Owners are putting the buildings up for grabs amid rampant downtown office leasing, but with uncertainty ahead about how much longer the marathon economic growth cycle will continue and what will happen to Cook County property taxes as new Assessor Fritz Kaegi implements a new approach to valuing properties that will likely place more of the local tax burden on commercial properties.

The Inland Steel building is 84 percent leased—slightly lower than the 87 percent average for downtown office buildings at the end of the first quarter, according to brokerage CBRE—with 16 tenants that average just 12,431 square feet, according to a Cushman marketing flyer.
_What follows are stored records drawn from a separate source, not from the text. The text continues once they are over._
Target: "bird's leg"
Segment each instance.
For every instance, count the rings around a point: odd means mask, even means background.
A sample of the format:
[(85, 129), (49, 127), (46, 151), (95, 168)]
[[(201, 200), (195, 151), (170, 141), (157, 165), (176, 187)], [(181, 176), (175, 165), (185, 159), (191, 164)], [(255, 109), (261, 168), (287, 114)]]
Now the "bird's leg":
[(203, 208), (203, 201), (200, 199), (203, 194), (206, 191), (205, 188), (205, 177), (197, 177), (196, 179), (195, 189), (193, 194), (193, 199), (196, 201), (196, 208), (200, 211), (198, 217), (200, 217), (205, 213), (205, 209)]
Oak Street Health, a network of primary care physicians for Medicare patients, is the largest tenant with a little less than 26,000 square feet, according to real estate information company CoStar Group.

Commissioned by Inland Steel and designed by architecture firm Skidmore Owings & Merrill, the property was the first commercial building in the city to be fully air-conditioned and the first to include indoor below-ground parking, according to the Chicago Architecture Center.

Its mid-century design broke from a theme of high-ornamented buildings in Chicago, offering a column-free interior that was innovative at the time and helped set a standard for many Chicago building designs that followed. Brokers Doug Harmon and Adam Spies of Cushman's New York office are marketing the portfolio along with Tom Sitz of the firm's Chicago office and Brian Doherty of its Boston office.

This story has been updated to correct that 30 W. Monroe was the first skyscraper built in the Loop, not in all of Chicago, after the Great Depression.